I was greeted by a police officer. He softened a bit when he realized that I was there to visit the shelter, with no intention or interest in the bingo pot. I walked down a long dark hallway. There was this musty yet familiar smell to it; very old. At the end of the hallway there stood rows of beds – mostly portable cots. Old grocery bags were tied to the bottom of some of the bed frames. As I saw my mother, she glowed with joy to see me. Two other women joined her; Joan and Jane. I only knew their names because later in life my mother and they became friends and close companions.
As I stood with an uncomfortable feeling, many other women came over to meet me. These were women; segments of society that were looked down upon. They approached me. One by one. Wanting to meet me. Several of them would go back to their bed, untie their bags and give me a gift. I did not know them or their names. But, “I just knew them” if you know what I mean. One woman gave me a scented soap. At the time, I did not think anything of this. Later the next day, I realized that she gave me a prized possession. In her world, bathing wasn’t as accessible. Another woman gave me a box of tissues. Again, I did not understand the purpose of this gift. But, later I realized the significance of the box of tissues. I can only imagine the many that cried there in desperation, embarrassment and separation from their families.

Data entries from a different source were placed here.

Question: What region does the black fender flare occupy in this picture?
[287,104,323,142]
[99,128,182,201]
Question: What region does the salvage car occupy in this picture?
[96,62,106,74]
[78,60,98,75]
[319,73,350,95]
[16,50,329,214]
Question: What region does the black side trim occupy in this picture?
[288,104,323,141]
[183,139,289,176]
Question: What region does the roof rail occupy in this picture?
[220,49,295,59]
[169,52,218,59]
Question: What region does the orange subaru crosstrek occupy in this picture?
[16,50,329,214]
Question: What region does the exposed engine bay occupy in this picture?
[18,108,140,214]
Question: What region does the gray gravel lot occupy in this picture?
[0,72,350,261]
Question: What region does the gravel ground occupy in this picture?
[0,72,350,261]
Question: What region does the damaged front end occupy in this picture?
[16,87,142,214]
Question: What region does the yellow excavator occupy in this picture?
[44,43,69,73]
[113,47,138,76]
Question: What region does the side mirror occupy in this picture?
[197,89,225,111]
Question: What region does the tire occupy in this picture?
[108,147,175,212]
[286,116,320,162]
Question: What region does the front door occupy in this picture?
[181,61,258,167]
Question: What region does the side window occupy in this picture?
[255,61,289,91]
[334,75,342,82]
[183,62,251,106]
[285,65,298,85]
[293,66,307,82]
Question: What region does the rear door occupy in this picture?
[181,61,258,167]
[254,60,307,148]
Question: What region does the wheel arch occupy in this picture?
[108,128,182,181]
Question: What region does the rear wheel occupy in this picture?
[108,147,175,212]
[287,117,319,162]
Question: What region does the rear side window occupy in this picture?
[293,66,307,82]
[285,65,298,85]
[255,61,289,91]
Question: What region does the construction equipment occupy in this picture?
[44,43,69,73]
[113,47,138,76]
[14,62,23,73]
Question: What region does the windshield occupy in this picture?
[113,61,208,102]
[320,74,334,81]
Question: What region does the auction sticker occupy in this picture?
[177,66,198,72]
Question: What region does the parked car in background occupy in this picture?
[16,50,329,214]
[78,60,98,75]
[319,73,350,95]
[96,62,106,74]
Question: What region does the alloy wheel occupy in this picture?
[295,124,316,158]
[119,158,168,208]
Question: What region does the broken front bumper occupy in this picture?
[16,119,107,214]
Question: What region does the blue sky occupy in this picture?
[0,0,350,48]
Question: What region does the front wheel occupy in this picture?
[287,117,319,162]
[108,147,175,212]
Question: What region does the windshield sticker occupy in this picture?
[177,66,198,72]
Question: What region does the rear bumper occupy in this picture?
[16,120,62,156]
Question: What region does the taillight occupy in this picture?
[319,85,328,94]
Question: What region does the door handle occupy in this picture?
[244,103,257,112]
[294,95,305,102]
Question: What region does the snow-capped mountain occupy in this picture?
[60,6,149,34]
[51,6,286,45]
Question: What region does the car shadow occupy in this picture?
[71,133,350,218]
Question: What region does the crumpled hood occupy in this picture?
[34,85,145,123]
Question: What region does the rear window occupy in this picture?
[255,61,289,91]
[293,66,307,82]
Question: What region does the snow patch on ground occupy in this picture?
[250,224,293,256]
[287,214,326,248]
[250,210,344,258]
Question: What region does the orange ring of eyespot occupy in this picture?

Those were the moments that touched me. Those were the moments that made me realize that living a life of meritocracy, disrespected the opportunities I was given. They had nothing. Yet, they had everything. It was in those moments of kindness and compassion that gave me a life time of pause. I had recognized that we are more than just paintings in history – we are the brush strokes.
The reason I want this to be a part of my eulogy is because I want you to remember those moments. I want you to think about your life and how you can honor people that have impacted you. It was through those “few moments in time” that collided and shaped my perceptions of the world. I believe that if we allow, our connection with spirit is far greater than our fear of the world. I’ve lived with compassion, believed with conviction and worked with purpose. I lived my life and demonstrated the same kindness and compassion that others had given me. And, it is my hope to not be remembered for whom I was, but rather those “few moments of time” that shaped who I had become.
Living and then transitioning with continued purpose.